The U.S. Court of Appeals in Washington, D.C., found in favor of Flyers Rights, a nonprofit advocacy group, which had argued that steadily shrinking legroom and seat size created a safety hazard and the Federal Aviation Administration should impose new restrictions.

“This is the Case of the Incredible Shrinking Airline Seat,” Judge Patricia Ann Millett wrote on behalf of the three-judge panel. “As many have no doubt noticed, aircraft seats and the spacing between them have been getting smaller and smaller, while American passengershave been growing in size.”

The issue of airline passenger legroom has boiled over this year as some carriers said they plan to add more seats to planes.  American Airlines in May announced it would shrink the space between rows to 30 inches on its newest Boeing Co. 737 jetliners.

The court said the FAA had used "off-point" studies and "undisclosed tests using unknown parameters" to justify its initial refusal to review the rules. "That type of vaporous record will not do," the court said.

Flyers Rights had argued that the average seat width has narrowed from approximately 18.5 inches in the early-2000s to 17 inches in the early-to-mid-2010s. In recent decades, the distance between seat rows, known as "seat pitch," has gone from an average of 35 inches to 31 inches, and as low as 28 inches at some airlines, the group said in the suit.
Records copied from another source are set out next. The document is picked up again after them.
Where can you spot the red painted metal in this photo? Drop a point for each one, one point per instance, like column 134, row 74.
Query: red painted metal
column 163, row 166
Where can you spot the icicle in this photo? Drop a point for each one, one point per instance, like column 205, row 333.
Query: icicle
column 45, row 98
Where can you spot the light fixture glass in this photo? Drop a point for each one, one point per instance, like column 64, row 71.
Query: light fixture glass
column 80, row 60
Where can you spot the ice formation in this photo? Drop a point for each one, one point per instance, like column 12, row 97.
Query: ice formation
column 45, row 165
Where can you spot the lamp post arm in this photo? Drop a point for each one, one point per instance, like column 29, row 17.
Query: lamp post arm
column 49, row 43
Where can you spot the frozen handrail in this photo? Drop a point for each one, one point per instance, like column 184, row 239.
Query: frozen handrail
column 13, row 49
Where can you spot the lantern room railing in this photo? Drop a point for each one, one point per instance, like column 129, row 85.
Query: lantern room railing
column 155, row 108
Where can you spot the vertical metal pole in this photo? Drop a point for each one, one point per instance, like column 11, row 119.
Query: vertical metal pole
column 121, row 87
At the same time, the average American flier has grown steadily larger in both height and girth, the group said.

That combination created a safety hazard, it argued, making it more difficult to exit a plane in an emergency and also heightening the risk of deep vein thrombosis, a potentially fatal condition of blood clots in the legs that has been associated with longer flights.

“We’re really gratified,” Paul Hudson, president of Flyers Rights, said in an interview. "We hope the FAA will now take it up as a proper rulemaking."

The FAA said in an emailed statement that the agency “does consider seat pitch in testing and assessing the safe evacuation of commercial, passenger aircraft. We are studying the ruling carefully and any potential actions we may take to address the Court’s findings.”

U.S. lawmakers have grilled members of the administration and airline executives on the issue at several hearings this year and several have drafted legislation to address the issue.